Spark’s annoying bug
Before to start… herea are some imports:
import pyspark.sql.functions as F
from pyspark.sql.functions import col as c
from pyspark.sql.types import StringType,FloatType, IntegerType
Pain! I’ve lost almost one week of work (ish, because I’ve already finished all the stuff I needed to do, the thing is I’m going from samples to work with the real data). The thing is: the partition column of the table that I’m working with is a date. Dates usually have an inherent problem in pySpark, because python doesn’t like the spark’s date format and gets confused when comparing the months of both. Nevertheless, if you want to compare the full date, everything seems to work fine. For example, in my case I want to use only the latest date from the table. So, if I get the latest date in the following way:
dates = [i.data_date for i in ifrs9_df.select("date_column").distinct().collect()]
dates.sort()
date = dates[-1]
And then proceed to filter my df by that date like this:
date_cond = c("date_column") == date
ifrs9_df_filtered = df.filter(date_cond)
Everything works and we are happy forever. Unless, you have more than one partition by month. In my case, I have two partitions for March, two for June and one for every other month. So if I try to filter my data like this:
date_cond = (F.year(c("date_column")) == date.timetuple().tm_year) & (F.month(c("date_column")) == date.month)

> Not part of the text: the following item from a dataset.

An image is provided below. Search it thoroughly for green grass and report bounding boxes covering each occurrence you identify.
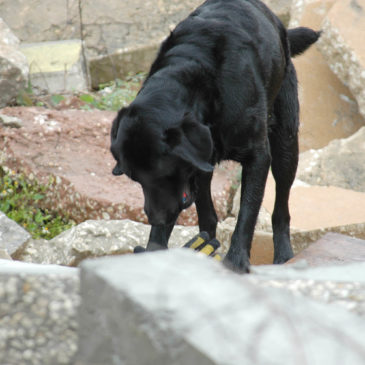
[0,167,75,239]
[8,73,146,239]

ifrs9_df_filtered = df.filter(date_cond)
As soon as I proceed to check if the DF is empty or to try to check if it is empty via an assertion (assert (len(df.limit(10).collect()) == 10), “The data frame for this month is Empty”). I get an error message:
This seems to be happening due to an incompatibility between spark and pyhton’s date formats. It seems like this, because, something pretty weird is that this only happens when comparing, if you group data by month and year like this:
count_date_df = df.groupBy(
F.year(c("date_column")), F.month(c("date_column"))).count().orderBy(
F.year(c("date_column")),F.month(c("date_column")))
There is not any problem at all O.o.
So, given Spark and python incompatibilities I thought the “best” way to go was to use an UDF to parse both dates to be compared into strings. I’m going to omit my udf that recieves two strings and only show how I declared it like an UDF:
compare_date_udf = F.udf(lambda a,b: compare_date(a,b), IntegerType())

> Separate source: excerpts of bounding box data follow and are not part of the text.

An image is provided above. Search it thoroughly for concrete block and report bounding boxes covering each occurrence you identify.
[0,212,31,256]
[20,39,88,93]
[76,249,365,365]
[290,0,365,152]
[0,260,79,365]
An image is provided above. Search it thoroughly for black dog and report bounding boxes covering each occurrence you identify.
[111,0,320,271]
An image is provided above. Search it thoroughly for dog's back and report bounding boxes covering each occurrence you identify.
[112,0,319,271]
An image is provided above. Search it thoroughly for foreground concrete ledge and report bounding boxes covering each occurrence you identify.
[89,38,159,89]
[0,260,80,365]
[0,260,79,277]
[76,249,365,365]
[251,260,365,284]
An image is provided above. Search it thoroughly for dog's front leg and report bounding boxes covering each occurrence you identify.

Now, if I define my latest date as previously -but casting it to string-, make a new column with my date casted as well, and pass both to the UDF, everything seems fine until I call an RDD dependent action such as df.count():
ifrs9_curr_df_a = df.select('*',
c("date_column").cast(StringType()).alias("date_str")
).select(select_group)
ifrs9_curr_df = ifrs9_curr_df_a.filter( compare_date_udf("date_str",F.lit(date)) == 1)

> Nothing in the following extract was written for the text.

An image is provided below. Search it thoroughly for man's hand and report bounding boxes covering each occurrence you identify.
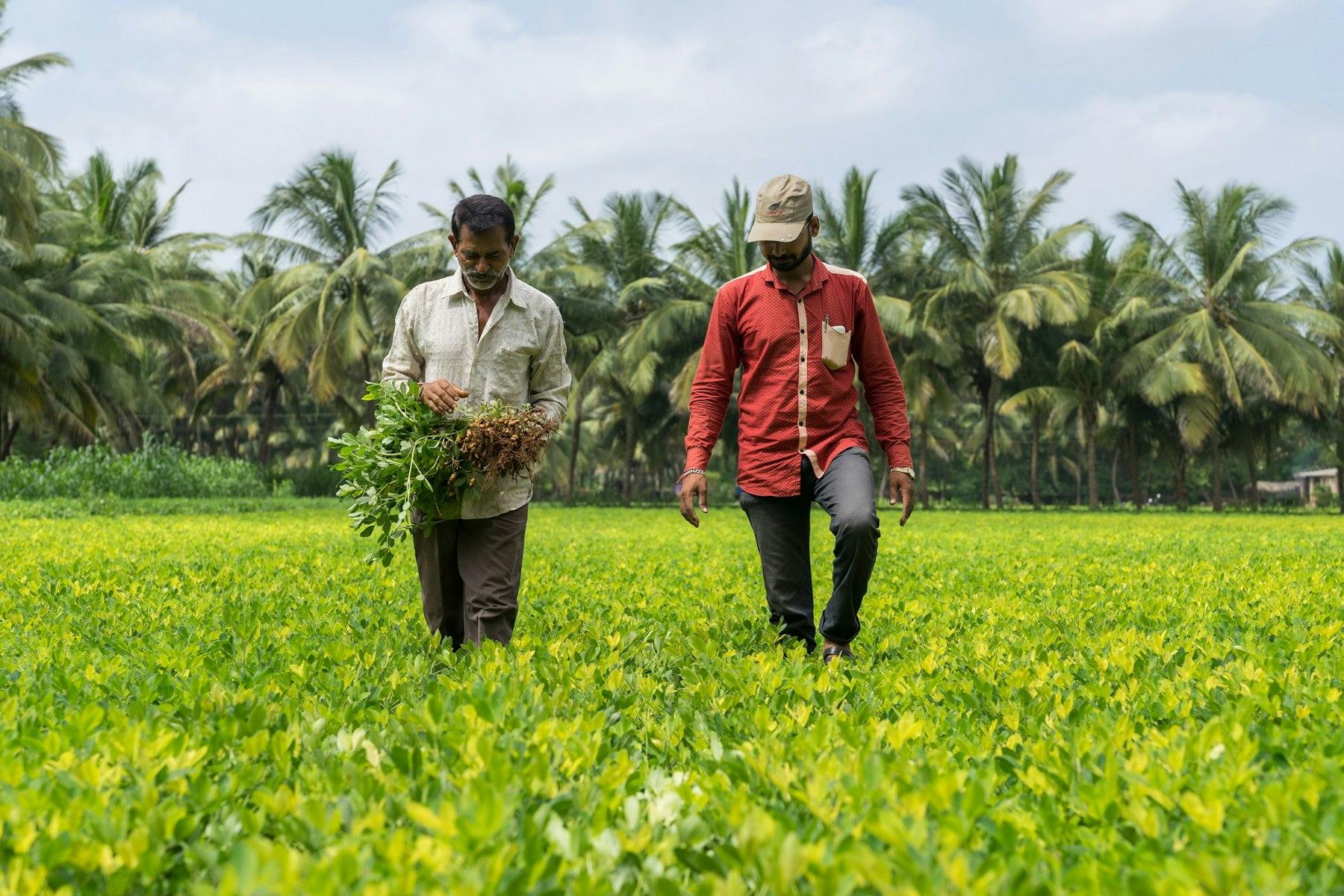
[682,473,709,528]
[420,380,467,414]
[887,470,915,525]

In order to solve this problem, given the Spark’s major bug 20530, you need to add a cache after the variables selection (i.e. before filtering) as follows:
ifrs9_curr_df_a = df.select('*',
c("date_column").cast(StringType()).alias("date_str")
).select(select_group).cahe()
ifrs9_curr_df = ifrs9_curr_df_a.filter( compare_date_udf("date_str",F.lit(date)) == 1)
It will work, however it will make a process that should take 1.3min (using date_cond = c(“date_column”) == date) to complete last about 3.3hours. It may worth it but it is pretty inefficient.
After exhaustive proofreadings and tests all the problem seems to be derived of using an assertion to check if the filtered df is empty:
´´´python def is_empty(df): “”” Checks if a data frame is empty :param df: Spark data frame :return: None “”” print(“”) assert (df.rdd.take(5) ), “The data frame for this month is Empty” #assert (len(df.limit(10).collect()) == 10), “The data frame for this month is Empty” #assert (df.rdd.isEmpty() == False), “The data frame for this month is Empty” ´´´
*If you avoid doing any of these assertions, all the code may run, even if you use F.year(c(“date_column”)), F.month(c(“date_column”)) as the date condition to filter instead of the udf O.o. Moreover, if you use *date_cond = (F.year(c(“date_column”)) == date.timetuple().tm_year) & (F.month(c(“date_column”)) == date.month) it is much faster tha passing through the UDF with the cache (1min 20 s vs aprox 3hrs
So, briefly…
The problem: It is a pain in the #$$ to filter the column used for parquet partition
Why?: There is a major bug in Spark
How to solve it? Using a cache right before applying the filter. It will be pretty slow, though. So, my advice would be to avoid doing that assertion and to save a count in a variable and check that it is not zero instead.